NEW YORK (AP) — The price of oil fell below $93 on Wednesday after disappointing economic reports from Europe and the U.S.

By late morning in New York, benchmark oil for June delivery was down $1.78 to $92.41 a barrel. That marks five straight days of declines after oil rose above $96 last week.

New figures released Wednesday showed the eurozone's economy continued to contract in the first quarter, keeping it in recession for a sixth consecutive quarter. And a report in the U.S. showed factories cut back sharply on production in April, suggesting economic growth may be slowing this spring.

That added to the pressure on oil prices seen Tuesday after the International Energy Agency raised its forecast for U.S. oil production while cutting its prediction for global crude demand.

The dreary economic news is overshadowing the latest data from the Energy Department showing that oil supplies declined unexpectedly last week.

Crude supplies declined by 600,000 barrels, or 0.2 percent, to 394.9 million barrels, in the week ended May 10. Analysts expected an increase of 300,000 barrels. Still, demand for gasoline and distillates such as diesel remain below year-ago levels.

Meanwhile, traders were monitoring news that the EU has launched an investigation into possible price-fixing on the oil markets.
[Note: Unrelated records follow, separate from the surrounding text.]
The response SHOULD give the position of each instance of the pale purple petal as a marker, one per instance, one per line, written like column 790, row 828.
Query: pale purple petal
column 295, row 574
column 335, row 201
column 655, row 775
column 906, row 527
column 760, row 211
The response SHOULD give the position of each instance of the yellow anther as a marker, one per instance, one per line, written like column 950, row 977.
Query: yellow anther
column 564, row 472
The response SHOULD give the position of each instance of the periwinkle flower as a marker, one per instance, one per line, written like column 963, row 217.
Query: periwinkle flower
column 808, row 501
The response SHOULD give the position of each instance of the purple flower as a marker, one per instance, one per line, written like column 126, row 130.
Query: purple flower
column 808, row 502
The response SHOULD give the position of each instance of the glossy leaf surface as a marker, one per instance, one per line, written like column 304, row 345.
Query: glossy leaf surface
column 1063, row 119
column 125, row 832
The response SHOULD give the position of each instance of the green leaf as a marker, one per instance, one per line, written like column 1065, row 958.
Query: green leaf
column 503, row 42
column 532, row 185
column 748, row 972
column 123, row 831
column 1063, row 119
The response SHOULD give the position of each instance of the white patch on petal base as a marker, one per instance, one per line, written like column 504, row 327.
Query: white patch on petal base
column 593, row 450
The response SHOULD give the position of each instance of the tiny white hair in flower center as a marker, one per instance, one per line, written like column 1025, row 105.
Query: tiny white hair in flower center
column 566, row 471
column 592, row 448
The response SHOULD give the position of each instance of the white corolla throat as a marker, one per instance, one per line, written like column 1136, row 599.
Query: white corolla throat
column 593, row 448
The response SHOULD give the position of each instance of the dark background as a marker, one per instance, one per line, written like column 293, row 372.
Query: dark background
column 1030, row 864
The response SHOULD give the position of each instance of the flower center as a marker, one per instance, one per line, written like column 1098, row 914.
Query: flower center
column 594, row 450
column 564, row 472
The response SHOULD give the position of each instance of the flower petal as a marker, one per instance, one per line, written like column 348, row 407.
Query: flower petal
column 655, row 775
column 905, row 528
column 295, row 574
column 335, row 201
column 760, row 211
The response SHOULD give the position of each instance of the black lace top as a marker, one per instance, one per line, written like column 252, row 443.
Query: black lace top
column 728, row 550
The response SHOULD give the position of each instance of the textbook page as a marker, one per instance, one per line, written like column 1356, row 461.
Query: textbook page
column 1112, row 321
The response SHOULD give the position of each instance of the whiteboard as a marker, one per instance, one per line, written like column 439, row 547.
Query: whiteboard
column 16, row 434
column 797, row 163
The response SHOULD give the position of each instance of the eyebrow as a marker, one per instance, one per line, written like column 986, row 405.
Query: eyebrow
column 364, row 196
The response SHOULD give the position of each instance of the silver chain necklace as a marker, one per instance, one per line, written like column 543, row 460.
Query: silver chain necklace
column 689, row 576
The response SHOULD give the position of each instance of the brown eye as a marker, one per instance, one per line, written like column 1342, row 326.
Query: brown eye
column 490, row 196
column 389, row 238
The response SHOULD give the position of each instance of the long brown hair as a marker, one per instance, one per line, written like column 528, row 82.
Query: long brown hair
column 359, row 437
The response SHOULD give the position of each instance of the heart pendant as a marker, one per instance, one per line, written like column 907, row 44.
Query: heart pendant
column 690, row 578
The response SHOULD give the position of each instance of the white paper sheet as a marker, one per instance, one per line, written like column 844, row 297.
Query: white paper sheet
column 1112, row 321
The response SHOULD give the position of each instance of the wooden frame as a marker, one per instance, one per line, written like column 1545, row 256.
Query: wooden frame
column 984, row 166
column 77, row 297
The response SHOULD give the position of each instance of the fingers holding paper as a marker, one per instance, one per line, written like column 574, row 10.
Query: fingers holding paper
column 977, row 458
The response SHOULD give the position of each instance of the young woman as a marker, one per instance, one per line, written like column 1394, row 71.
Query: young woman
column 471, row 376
Three oil companies, Britain's BP, Royal Dutch Shell and Norway's Statoil, as well as Platts, a division of McGraw Hill Financial which compiles prices for energy markets, confirmed they were being investigated.

The EU, which did not name the targets of its investigation, said oil companies "may have colluded in reporting distorted prices."

"Even small distortions of assessed prices may have a huge impact on the prices of crude oil, refined oil products and biofuels purchases and sales, potentially harming final consumers," the EU said.

Brent crude, a benchmark for many international oil varieties, was down $1.32 to $101.17 a barrel on the ICE Futures exchange in London.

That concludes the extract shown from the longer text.